The Shooter's Talk – Gun control and speed limits, a matter of logic

It's a sad matter of fact: robbers and criminal fleeing from police usually don't stick to the 45 mph speed limit and sometimes cause car accidents and victims. Would you think that lowering the speed limit to 30 or 25 mph would make them go slower and avoid victims? 

If your answer is “yes”, your logic is the same of anti-gun people, media and politicians – which is not good news for your intellectual abilities. 

After each tragic incident involving firearms, the mantra has always been the same: we need more “gun control”. The idea is that firearms are evil “per se”, and regular citizens should not have access to them. After the horrible massacre in Las Vegas, some politicians immediately stepped up calling for a prohibition on “assault weapons” (which are already prohibited, since real assault rifles are full-auto), “high-capacity magazines” (?) and similar nonsense, proudly stating that their duty was "to protect the public".

Potential victims need guns

Texas shooting
The San Antonio shooter was confronted by an armed citizen while police was still miles and minutes away.

Then came the recent Texas shooting: a man who under the laws and regulations currently in force should have been barred from owning, buying or carrying guns, killed 26 people with a rifle in a church outside San Antonio. And another armed man, who might not have been able to have his gun if Texas had stricter gun laws, confronted the shooter preventing him from killing much more people. In the meantime police, that should “protect the public”, was still miles and minutes away.

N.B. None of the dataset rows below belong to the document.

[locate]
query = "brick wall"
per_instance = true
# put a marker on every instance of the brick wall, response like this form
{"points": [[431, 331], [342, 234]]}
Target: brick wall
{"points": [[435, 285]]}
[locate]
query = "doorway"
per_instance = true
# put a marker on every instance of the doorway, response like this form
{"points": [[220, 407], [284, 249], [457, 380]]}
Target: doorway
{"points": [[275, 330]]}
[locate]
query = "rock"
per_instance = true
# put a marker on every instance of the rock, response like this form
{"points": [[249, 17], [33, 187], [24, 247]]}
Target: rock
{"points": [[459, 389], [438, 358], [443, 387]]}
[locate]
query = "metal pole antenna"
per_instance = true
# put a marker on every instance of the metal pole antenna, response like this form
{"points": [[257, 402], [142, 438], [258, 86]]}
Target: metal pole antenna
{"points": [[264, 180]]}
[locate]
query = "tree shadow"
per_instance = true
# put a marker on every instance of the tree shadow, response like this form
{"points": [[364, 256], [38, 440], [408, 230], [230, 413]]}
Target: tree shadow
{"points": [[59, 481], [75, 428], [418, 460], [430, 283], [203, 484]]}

It's not an isolated case. Each year many citizens use their guns to defend themselves and prevent crimes. According to the NRA, firearms are used over 2 million times a year for personal protection in the USA alone. Anti-guns activists challenge these figures saying that the total number of self-protective behaviors involving a firearm by victims is around 70,000 each year. What the latter completely miss is that even if the figures were that low – which is unlikely – it means that there are 70,000 citizens that would have been otherwise robbed, raped or killed.

No unarmed "Good Samaritans"

Essay on Crimes and Punishments by Cesare Beccaria
Cesare Beccaria in his "Essay on Crimes and Punishments" was against what we now call "gun control".

The debate is much older, anyway. "Laws that forbid the carrying of arms (...) only disarm those who are neither inclined nor determined to commit crimes. Such laws make things worse for the assaulted and better for the assailants; they serve rather to encourage than prevent homicides, for an unarmed man may be attacked with greater confidence than an armed one." These word were written in 1764 by the Italian philosopher Cesare Beccaria in his "Essay on Crimes and Punishments". The same man who advocated the abolition of death penalty, some 250 years ago got the point of gun control: disarming honest and law-abiding citizens to prevent gun violence and crimes is just like lowering the speed limit to prevent criminals from going too fast after a bank robbery.

Both instances are defeats of common sense, experience and logic. The only difference is that complying to an absurdly low speed limit is boring, while being disarmed by law in front of a killer or a rapist is tragic, absurd and unacceptable. 

Strangely, media and politicians don't talk so much about the Texas shooting anymore and the news is already disappearing from front pages. Yet it's a great and nice story: a good Samaritan - and NRA member, by the way - saved countless lives from being lost. But he could do so just because he had a gun. Maybe this doesn't fit into the anti-gun narrative.